More or less by happenstance am listening to Marin Marais's Alcione and notice, once again, that the melody of the Marche pour les Matelots et les Tritons is that of the Christmas carol Masters in the Hall. Whether I've remarked this here before, I cannot recall.




Well, the rye loaves are sold out so am receiving a baguette, which will do. Noisette bakes the rye bread once a week so have marked the calendar to be sure to order before 1000 on the 11th.

Am also celebrating recovery of semi-normal movements of the bowels. From the OED on the usage of a noun, turd, happily returned to my vocabulary after weeks of diarrhoea.
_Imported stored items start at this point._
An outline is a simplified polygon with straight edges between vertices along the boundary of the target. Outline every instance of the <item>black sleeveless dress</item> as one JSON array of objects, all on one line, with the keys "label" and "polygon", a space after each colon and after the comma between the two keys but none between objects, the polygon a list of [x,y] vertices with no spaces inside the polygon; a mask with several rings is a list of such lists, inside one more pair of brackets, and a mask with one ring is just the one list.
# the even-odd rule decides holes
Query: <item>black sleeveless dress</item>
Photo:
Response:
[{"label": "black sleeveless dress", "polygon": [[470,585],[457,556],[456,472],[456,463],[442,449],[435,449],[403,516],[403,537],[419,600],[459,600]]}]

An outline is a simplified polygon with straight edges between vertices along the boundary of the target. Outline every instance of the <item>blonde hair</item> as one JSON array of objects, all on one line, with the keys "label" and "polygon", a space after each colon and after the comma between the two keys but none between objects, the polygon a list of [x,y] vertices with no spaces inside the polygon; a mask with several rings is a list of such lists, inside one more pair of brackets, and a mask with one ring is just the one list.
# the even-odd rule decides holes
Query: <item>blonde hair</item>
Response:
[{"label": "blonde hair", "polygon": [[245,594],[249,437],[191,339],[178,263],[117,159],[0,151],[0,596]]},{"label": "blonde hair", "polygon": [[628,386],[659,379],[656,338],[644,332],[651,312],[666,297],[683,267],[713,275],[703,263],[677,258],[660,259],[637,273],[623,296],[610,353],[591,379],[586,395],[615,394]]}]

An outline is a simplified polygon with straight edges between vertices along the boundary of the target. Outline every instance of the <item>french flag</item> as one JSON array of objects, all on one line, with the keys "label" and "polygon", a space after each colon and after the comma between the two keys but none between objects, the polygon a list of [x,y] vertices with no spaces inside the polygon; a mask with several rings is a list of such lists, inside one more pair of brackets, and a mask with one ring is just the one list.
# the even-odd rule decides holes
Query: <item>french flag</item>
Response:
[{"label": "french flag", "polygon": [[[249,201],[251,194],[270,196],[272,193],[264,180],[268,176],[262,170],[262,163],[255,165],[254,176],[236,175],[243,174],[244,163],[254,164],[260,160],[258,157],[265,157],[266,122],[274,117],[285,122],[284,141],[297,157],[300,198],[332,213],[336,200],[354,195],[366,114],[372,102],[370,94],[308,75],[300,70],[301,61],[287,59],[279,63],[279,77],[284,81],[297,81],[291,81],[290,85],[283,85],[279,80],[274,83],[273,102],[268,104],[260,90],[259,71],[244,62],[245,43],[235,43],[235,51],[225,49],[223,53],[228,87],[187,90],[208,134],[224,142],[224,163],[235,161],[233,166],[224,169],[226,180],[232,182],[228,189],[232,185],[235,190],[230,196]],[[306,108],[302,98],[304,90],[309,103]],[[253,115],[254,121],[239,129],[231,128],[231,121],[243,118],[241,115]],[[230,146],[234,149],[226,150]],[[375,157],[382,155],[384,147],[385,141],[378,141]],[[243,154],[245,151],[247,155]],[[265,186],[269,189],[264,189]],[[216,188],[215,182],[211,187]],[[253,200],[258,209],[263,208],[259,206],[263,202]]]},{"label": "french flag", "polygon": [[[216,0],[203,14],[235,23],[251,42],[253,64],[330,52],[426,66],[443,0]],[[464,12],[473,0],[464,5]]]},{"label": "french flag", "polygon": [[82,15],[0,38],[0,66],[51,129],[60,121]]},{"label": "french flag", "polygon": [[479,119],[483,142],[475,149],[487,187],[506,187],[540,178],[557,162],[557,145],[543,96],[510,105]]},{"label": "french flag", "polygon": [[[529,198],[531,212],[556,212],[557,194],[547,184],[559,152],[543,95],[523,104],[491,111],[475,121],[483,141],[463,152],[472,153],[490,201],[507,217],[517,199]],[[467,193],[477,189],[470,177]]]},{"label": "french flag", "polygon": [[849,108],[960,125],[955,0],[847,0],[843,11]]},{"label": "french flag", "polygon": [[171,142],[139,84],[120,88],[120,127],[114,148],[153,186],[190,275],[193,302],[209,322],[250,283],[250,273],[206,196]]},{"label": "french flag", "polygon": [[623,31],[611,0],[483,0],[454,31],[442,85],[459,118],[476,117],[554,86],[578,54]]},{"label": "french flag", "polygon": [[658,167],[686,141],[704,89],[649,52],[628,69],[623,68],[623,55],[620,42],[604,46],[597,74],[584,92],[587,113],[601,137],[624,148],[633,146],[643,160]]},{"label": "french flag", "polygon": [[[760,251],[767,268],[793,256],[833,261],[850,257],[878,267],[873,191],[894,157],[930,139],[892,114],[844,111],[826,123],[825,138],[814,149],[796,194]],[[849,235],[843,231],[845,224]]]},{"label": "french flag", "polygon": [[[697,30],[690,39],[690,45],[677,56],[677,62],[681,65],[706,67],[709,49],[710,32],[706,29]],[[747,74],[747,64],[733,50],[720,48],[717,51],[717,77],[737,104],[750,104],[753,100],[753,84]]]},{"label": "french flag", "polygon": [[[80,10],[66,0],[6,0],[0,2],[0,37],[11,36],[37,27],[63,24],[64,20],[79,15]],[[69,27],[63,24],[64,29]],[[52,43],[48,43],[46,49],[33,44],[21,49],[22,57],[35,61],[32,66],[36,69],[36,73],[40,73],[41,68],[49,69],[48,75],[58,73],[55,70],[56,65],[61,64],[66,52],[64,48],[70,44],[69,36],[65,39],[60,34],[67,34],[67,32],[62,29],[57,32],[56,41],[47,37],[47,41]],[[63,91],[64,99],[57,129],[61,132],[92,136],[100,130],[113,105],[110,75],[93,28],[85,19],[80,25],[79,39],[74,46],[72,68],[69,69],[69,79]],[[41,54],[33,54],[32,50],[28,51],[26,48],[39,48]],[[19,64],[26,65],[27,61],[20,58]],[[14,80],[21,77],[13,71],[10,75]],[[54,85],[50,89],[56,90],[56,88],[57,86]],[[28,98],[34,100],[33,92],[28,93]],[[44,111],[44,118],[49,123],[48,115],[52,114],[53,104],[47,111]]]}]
The N.E.D. (1915) comment on this entry, ‘Not now in polite use’, remains broadly true: the word appears to have fallen out of use in literary and standard use in the late eighteenth and nineteenth centuries, and is now not generally acceptable in more formal contexts. In informal use it is more common, and in literal contexts it is generally regarded as no more than mildly vulgar, and probably less so than (e.g.) shit or crap. By contrast, use in descriptions of people is usually derogatory and typically regarded as offensive.
 
For the sake of euphemism the word is sometimes written with asterisks, dashes, etc., to represent suppressed letters.